From cliff to cliff the foaming torrents shine:
While waters, woods, and winds, in concert join,
And echo swells the chorus to the skies!"
Битти поет там, как человек, который был у Линна Ди. Он носил парик, это правда; но временами, когда на него находило вдохновение, он писал как нестриженый Аполлон.
Гений Грэма был национальным, и так же был предмет его первой и лучшей поэмы — «Суббота».
"How still the morning of the hallow'd day!"
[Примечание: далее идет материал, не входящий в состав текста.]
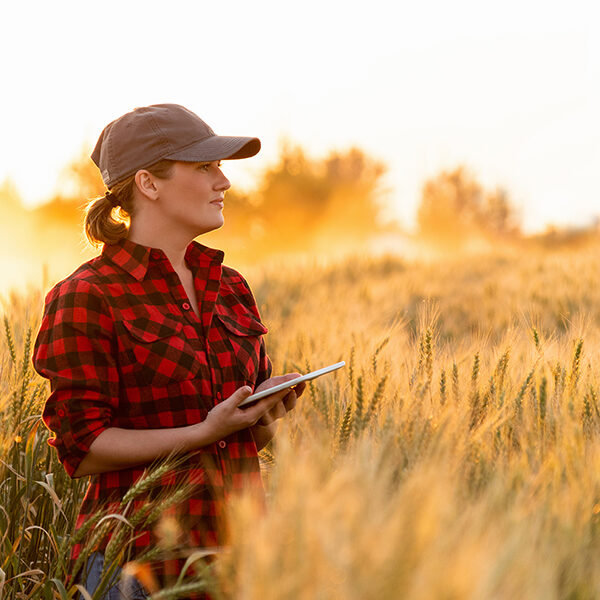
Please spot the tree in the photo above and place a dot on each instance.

это строка, которая могла быть произнесена только святым шотландским сердцем. Ибо мы одни знаем, что такое действительно субботняя тишина — залог вечного покоя. Для наших сердец сами птицы Шотландии поют свято в этот день. Священная улыбка на росистых цветах. Лилии выглядят белее в своей прелести; роза румянится на солнце с более божественным оттенком; и с более небесным ароматом седой боярышник подслащивает пустыню. Сильно потревожен был в старину, над долинами и холмами Шотландии, День Мира!
"O, the great goodness of the Saints of Old!"
ковенантеры. Послушайте барда Субботы, —
"With them each day was holy; but that morn
On which the angel said, 'See where the Lord
Was laid,' joyous arose; to die that day
Was bliss. Long ere the dawn by devious ways,
O'er hills, through woods, o'er dreary wastes, they sought
The upland muirs, where rivers, there but brooks,
Dispart to different seas. Fast by such brooks
A little glen is sometimes scoop'd, a plat
With greensward gay, and flowers that strangers seem
Amid the heathery wild, that all around
Fatigues the eye: in solitudes like these,
Thy persecuted children, Scotia, foil'd
A tyrant's and a bigot's bloody laws.
There, leaning on his spear (one of the array
Whose gleam, in former days, had scathed the rose
On England's banner, and had powerless struck
The infatuate monarch, and his wavering host!)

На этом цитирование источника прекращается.